Global properties of the HI high velocity sky, a statistical investigation based on the LAB survey

TL;DR

This study analyzes the properties and structure of high velocity clouds (HVCs) in the Milky Way using the LAB survey, revealing multi-phase structures, interaction indications, and implications for halo pressure estimates.

Contribution

It provides a detailed statistical analysis of HVC complexes, identifying their multi-component structure and revising mass and pressure estimates based on new line width measurements.

Findings

HVC complexes exhibit a multi-component structure with cold and broad line regions.

The line widths suggest HVC masses should be scaled up by a factor of 1.4.

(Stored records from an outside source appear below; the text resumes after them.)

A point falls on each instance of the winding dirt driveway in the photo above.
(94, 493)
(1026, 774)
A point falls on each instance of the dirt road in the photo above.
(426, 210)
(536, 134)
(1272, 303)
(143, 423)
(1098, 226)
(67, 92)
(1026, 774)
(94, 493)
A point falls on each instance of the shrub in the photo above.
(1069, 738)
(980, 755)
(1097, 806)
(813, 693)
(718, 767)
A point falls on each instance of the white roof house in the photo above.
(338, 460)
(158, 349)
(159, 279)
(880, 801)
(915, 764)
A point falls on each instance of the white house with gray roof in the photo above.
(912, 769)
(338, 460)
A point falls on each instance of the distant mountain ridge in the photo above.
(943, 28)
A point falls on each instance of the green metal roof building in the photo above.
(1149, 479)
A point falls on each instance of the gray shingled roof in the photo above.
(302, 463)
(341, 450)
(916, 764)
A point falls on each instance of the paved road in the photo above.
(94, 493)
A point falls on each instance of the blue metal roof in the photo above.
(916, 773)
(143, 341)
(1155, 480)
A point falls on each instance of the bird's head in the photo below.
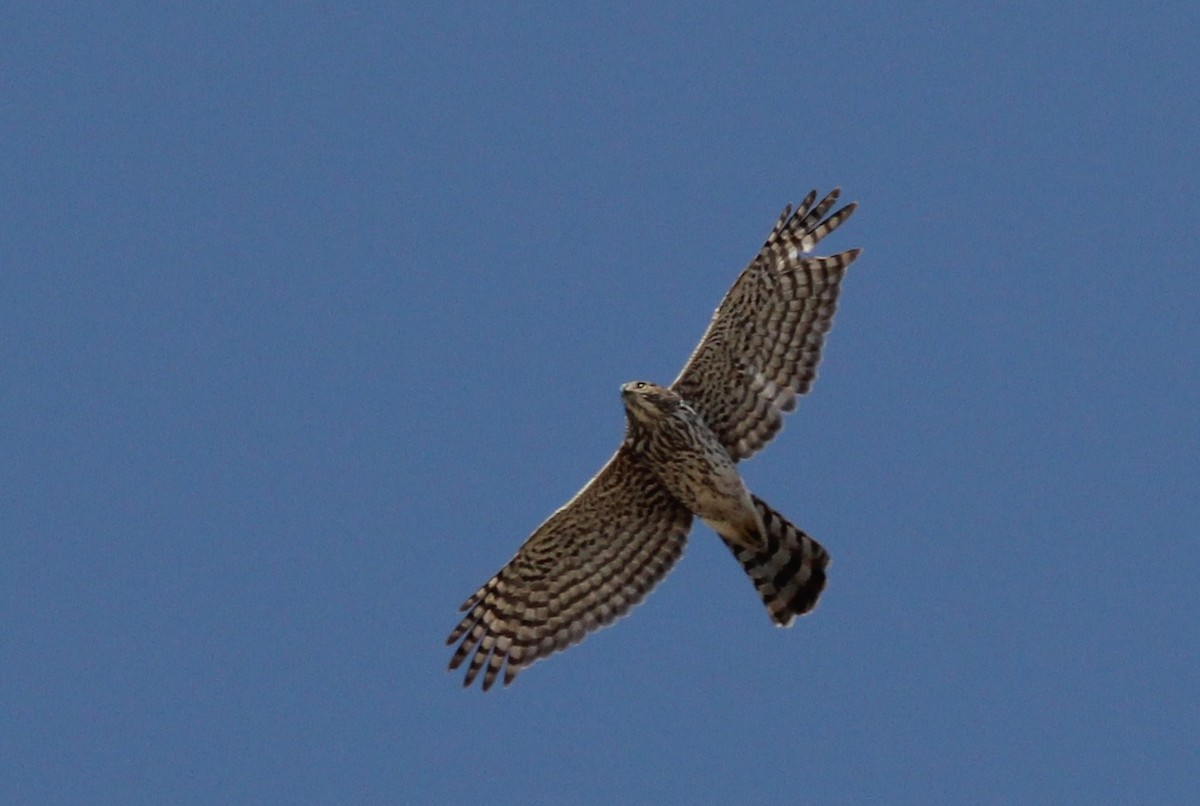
(648, 402)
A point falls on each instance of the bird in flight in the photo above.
(605, 549)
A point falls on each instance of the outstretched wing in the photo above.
(587, 565)
(765, 341)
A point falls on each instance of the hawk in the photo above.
(609, 546)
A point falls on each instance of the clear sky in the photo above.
(310, 316)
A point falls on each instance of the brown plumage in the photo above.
(609, 546)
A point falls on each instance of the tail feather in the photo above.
(789, 572)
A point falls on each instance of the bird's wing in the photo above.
(765, 341)
(583, 567)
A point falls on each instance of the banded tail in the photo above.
(789, 572)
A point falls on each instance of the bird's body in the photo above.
(683, 452)
(603, 551)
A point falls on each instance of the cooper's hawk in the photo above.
(610, 545)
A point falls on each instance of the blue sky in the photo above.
(310, 316)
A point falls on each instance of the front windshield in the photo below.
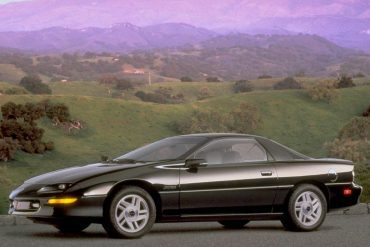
(166, 149)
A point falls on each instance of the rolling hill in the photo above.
(115, 126)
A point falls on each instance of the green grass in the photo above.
(115, 126)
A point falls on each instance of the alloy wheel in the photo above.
(132, 213)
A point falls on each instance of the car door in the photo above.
(238, 179)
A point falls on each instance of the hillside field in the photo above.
(115, 126)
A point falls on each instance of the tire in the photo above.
(130, 214)
(306, 209)
(71, 227)
(233, 224)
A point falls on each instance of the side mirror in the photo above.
(104, 158)
(195, 163)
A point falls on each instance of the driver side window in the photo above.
(230, 151)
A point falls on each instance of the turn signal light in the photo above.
(62, 200)
(347, 192)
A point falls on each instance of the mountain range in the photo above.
(345, 22)
(122, 37)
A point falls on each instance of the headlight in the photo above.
(56, 188)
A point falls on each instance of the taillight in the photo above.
(347, 192)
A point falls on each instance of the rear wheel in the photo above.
(131, 213)
(71, 227)
(233, 224)
(306, 209)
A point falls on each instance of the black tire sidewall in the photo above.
(291, 207)
(113, 227)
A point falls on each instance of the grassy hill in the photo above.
(115, 126)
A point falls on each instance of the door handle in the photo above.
(266, 173)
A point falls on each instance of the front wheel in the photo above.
(233, 224)
(306, 209)
(131, 213)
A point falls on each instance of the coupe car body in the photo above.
(230, 178)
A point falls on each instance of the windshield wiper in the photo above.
(125, 161)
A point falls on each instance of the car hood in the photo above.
(75, 174)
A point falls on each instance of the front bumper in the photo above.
(83, 207)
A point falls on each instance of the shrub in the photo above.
(151, 97)
(204, 93)
(124, 84)
(355, 150)
(204, 121)
(287, 83)
(324, 91)
(162, 95)
(366, 113)
(34, 85)
(108, 80)
(359, 75)
(4, 177)
(186, 79)
(242, 86)
(15, 91)
(264, 77)
(8, 148)
(19, 124)
(345, 81)
(358, 128)
(245, 119)
(213, 79)
(58, 112)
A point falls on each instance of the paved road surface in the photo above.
(338, 230)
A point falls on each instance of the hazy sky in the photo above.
(213, 14)
(10, 1)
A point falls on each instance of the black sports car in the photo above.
(229, 178)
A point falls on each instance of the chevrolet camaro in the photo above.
(228, 178)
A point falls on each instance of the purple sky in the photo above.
(216, 14)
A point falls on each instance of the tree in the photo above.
(34, 85)
(186, 79)
(245, 119)
(204, 93)
(108, 80)
(124, 84)
(242, 86)
(202, 121)
(213, 79)
(345, 81)
(287, 83)
(19, 125)
(8, 148)
(358, 128)
(366, 113)
(264, 77)
(324, 91)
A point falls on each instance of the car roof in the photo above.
(221, 135)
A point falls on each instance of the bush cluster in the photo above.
(162, 95)
(13, 91)
(186, 79)
(366, 113)
(242, 86)
(323, 92)
(120, 84)
(35, 85)
(204, 93)
(287, 83)
(345, 81)
(352, 142)
(19, 130)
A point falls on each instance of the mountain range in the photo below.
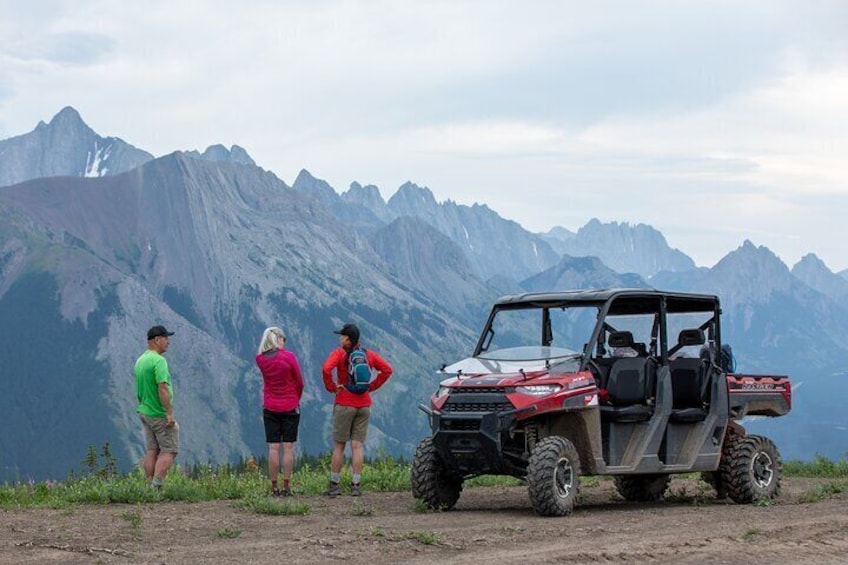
(100, 240)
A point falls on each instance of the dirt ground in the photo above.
(490, 524)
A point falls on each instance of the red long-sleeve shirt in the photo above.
(283, 383)
(337, 359)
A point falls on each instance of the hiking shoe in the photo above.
(333, 490)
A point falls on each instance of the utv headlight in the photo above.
(538, 390)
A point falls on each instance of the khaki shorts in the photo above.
(159, 436)
(350, 423)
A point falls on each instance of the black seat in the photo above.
(630, 386)
(624, 340)
(689, 390)
(689, 382)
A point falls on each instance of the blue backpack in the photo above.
(358, 371)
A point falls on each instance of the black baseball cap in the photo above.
(351, 331)
(156, 331)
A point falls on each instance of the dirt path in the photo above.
(489, 525)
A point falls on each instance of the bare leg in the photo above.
(273, 461)
(148, 463)
(163, 463)
(357, 455)
(338, 457)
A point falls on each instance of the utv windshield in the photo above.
(529, 325)
(517, 359)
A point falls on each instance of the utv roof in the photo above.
(627, 300)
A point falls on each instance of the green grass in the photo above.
(247, 483)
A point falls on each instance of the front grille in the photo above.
(490, 400)
(477, 406)
(483, 389)
(461, 425)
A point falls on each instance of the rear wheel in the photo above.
(733, 433)
(753, 470)
(642, 488)
(553, 476)
(431, 483)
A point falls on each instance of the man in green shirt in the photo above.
(155, 407)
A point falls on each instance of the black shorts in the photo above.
(280, 426)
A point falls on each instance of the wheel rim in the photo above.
(762, 469)
(563, 478)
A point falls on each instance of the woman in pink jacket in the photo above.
(281, 392)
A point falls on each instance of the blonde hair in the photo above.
(269, 339)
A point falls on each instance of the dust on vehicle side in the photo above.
(621, 382)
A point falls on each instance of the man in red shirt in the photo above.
(351, 410)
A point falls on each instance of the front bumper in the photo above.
(472, 444)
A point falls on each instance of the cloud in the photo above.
(71, 48)
(551, 112)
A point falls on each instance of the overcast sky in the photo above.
(713, 122)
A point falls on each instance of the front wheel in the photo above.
(553, 476)
(753, 470)
(430, 482)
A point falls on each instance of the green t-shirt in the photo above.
(150, 370)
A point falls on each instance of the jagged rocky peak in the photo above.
(317, 188)
(813, 272)
(220, 154)
(66, 146)
(411, 199)
(559, 233)
(368, 195)
(68, 117)
(810, 262)
(756, 270)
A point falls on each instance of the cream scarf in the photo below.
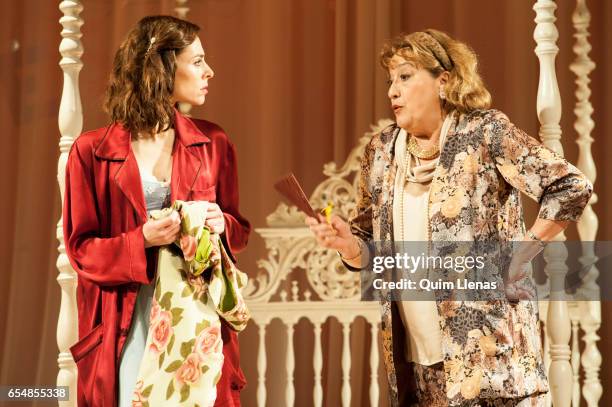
(411, 194)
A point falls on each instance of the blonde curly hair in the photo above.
(437, 52)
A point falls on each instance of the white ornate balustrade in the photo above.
(333, 292)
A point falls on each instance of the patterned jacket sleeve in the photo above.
(361, 218)
(559, 187)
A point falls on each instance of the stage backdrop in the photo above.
(296, 83)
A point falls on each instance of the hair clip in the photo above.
(151, 42)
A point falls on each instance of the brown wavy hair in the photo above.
(142, 80)
(437, 52)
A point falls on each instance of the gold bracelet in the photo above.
(358, 254)
(533, 237)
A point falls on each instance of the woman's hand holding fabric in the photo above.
(214, 219)
(519, 285)
(161, 232)
(335, 235)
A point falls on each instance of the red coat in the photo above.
(104, 210)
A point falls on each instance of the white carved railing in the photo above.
(558, 327)
(291, 246)
(590, 315)
(70, 123)
(293, 252)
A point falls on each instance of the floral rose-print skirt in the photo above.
(431, 391)
(196, 285)
(183, 356)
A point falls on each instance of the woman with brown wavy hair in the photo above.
(451, 170)
(149, 156)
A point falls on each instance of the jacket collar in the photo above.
(115, 144)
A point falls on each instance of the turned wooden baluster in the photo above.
(549, 115)
(70, 122)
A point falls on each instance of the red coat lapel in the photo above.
(115, 146)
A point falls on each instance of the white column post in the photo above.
(549, 115)
(70, 122)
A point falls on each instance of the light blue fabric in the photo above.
(157, 196)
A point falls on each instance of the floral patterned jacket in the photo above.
(491, 349)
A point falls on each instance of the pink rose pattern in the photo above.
(209, 341)
(184, 340)
(190, 371)
(139, 399)
(162, 331)
(188, 246)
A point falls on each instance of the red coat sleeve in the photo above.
(104, 260)
(237, 228)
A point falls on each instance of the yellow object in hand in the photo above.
(327, 210)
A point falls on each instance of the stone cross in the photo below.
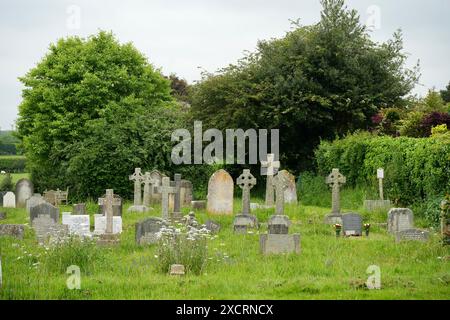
(246, 181)
(137, 177)
(380, 176)
(149, 183)
(108, 204)
(335, 180)
(177, 197)
(269, 168)
(166, 190)
(280, 183)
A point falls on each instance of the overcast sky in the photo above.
(183, 36)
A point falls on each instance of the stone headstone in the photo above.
(198, 204)
(186, 192)
(12, 230)
(147, 231)
(80, 209)
(24, 191)
(412, 235)
(9, 200)
(34, 201)
(279, 224)
(290, 193)
(400, 219)
(44, 209)
(100, 224)
(212, 226)
(220, 193)
(352, 224)
(243, 222)
(279, 243)
(269, 168)
(79, 225)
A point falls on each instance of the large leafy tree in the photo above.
(315, 83)
(92, 110)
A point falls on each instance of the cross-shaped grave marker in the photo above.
(269, 168)
(246, 181)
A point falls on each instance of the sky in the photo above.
(186, 37)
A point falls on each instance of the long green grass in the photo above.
(327, 268)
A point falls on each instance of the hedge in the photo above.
(415, 168)
(12, 163)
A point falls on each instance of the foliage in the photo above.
(13, 163)
(415, 169)
(316, 82)
(6, 183)
(93, 109)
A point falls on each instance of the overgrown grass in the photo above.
(327, 268)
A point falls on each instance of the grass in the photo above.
(327, 268)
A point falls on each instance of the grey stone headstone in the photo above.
(352, 224)
(412, 235)
(279, 224)
(147, 231)
(12, 230)
(24, 191)
(35, 200)
(279, 243)
(243, 222)
(44, 209)
(400, 219)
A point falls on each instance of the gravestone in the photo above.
(24, 191)
(79, 225)
(117, 205)
(335, 179)
(9, 200)
(44, 209)
(212, 226)
(34, 201)
(352, 224)
(412, 235)
(186, 192)
(290, 193)
(12, 230)
(148, 231)
(198, 204)
(220, 193)
(80, 209)
(269, 168)
(47, 229)
(400, 219)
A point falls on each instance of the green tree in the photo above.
(92, 110)
(315, 83)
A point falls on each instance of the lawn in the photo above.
(327, 268)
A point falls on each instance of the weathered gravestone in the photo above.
(220, 193)
(269, 168)
(9, 200)
(278, 241)
(12, 230)
(117, 205)
(400, 219)
(79, 225)
(290, 192)
(24, 191)
(243, 221)
(352, 224)
(79, 209)
(47, 229)
(148, 231)
(335, 179)
(34, 201)
(44, 209)
(412, 235)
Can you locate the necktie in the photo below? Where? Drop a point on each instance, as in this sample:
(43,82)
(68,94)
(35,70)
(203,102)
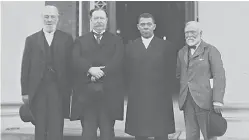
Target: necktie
(98,36)
(192,47)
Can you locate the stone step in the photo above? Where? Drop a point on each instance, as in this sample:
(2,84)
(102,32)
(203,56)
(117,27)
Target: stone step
(17,133)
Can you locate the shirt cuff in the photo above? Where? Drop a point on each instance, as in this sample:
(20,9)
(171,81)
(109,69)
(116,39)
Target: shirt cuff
(217,104)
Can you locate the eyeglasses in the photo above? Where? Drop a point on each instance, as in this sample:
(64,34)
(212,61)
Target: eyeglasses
(149,24)
(191,33)
(98,18)
(51,16)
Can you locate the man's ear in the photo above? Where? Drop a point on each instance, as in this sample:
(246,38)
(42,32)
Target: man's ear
(154,26)
(138,27)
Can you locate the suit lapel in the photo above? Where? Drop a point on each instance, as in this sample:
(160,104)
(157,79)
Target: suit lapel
(104,39)
(41,40)
(185,54)
(55,42)
(199,50)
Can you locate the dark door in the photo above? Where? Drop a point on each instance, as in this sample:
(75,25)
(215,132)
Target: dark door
(169,16)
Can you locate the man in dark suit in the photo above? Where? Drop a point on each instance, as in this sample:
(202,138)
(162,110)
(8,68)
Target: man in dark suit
(45,77)
(149,72)
(98,98)
(197,63)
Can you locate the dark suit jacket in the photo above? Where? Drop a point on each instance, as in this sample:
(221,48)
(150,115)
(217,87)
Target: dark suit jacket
(204,65)
(108,53)
(33,64)
(149,75)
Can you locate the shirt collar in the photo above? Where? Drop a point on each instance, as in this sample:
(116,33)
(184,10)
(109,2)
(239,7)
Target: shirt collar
(198,44)
(147,38)
(46,33)
(98,33)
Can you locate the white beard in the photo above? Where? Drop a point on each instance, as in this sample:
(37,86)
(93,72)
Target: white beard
(49,28)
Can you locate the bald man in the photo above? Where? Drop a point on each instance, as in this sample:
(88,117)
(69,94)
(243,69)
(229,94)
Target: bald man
(45,76)
(197,63)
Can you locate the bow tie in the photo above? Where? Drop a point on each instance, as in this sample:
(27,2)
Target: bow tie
(97,34)
(192,47)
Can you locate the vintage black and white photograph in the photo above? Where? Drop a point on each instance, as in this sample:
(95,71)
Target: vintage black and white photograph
(124,70)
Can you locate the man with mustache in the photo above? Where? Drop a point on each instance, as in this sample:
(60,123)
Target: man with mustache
(45,75)
(98,99)
(197,63)
(149,73)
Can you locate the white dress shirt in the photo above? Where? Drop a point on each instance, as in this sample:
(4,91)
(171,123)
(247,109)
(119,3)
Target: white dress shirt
(98,33)
(49,37)
(146,41)
(192,52)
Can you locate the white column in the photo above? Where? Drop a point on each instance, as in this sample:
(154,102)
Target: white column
(226,26)
(19,19)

Halo pressure estimates need to be increased by a factor of 2.

Abstract

We study the properties of all major HVC complexes from a sample compiled 1991 by Wakker & van Woerden (WvW). We use the Leiden/Argentine/Bonn all sky 21-cm line survey and decompose the profiles into Gaussian components. We find a well defined multi-component structure for most of the HVC complexes. The cold HVC phase has lines with typical velocity dispersions of sigma = 3 km/s and exists only within more extended broad line regions, typically with sigma = 12 km/s. The motions of the cores relative to the envelopes are characterized by Mach numbers M = 1.5. The center velocities of the cores within a HVC complex have typical dispersions of 20 km/s. Remarkable is the well defined two-component structure for some prominent HVC complexes in the outskirts of the Milky Way: Complex H, the Magellanic Stream and the Leading Arm. There might be some indications for an interaction between HVCs and disk gas at intermediate velocities. This is possible for complex H, M, C, WB, WD, WE, WC, R, G, GCP, and OA, but not for complex A, MS, ACVHV, EN, WA, and P. Conclusions: The line widths, determined by us, imply that estimates of HVC masses, as far as derived from the WvW database, need to be scaled up by a factor 1.4. Correspondingly, guesses for the external pressure of a confining coronal gas need to be revised upward by a factor of 2. The HVC multi-phase structure implies in general that currently the halo pressure is significantly underestimated. In consequence, the HVC multi-phase structure may indicate that most of the complexes are circum-galactic. HVCs have turbulent energy densities which are an order of magnitude larger than that of comparable clumps in the Galactic disk.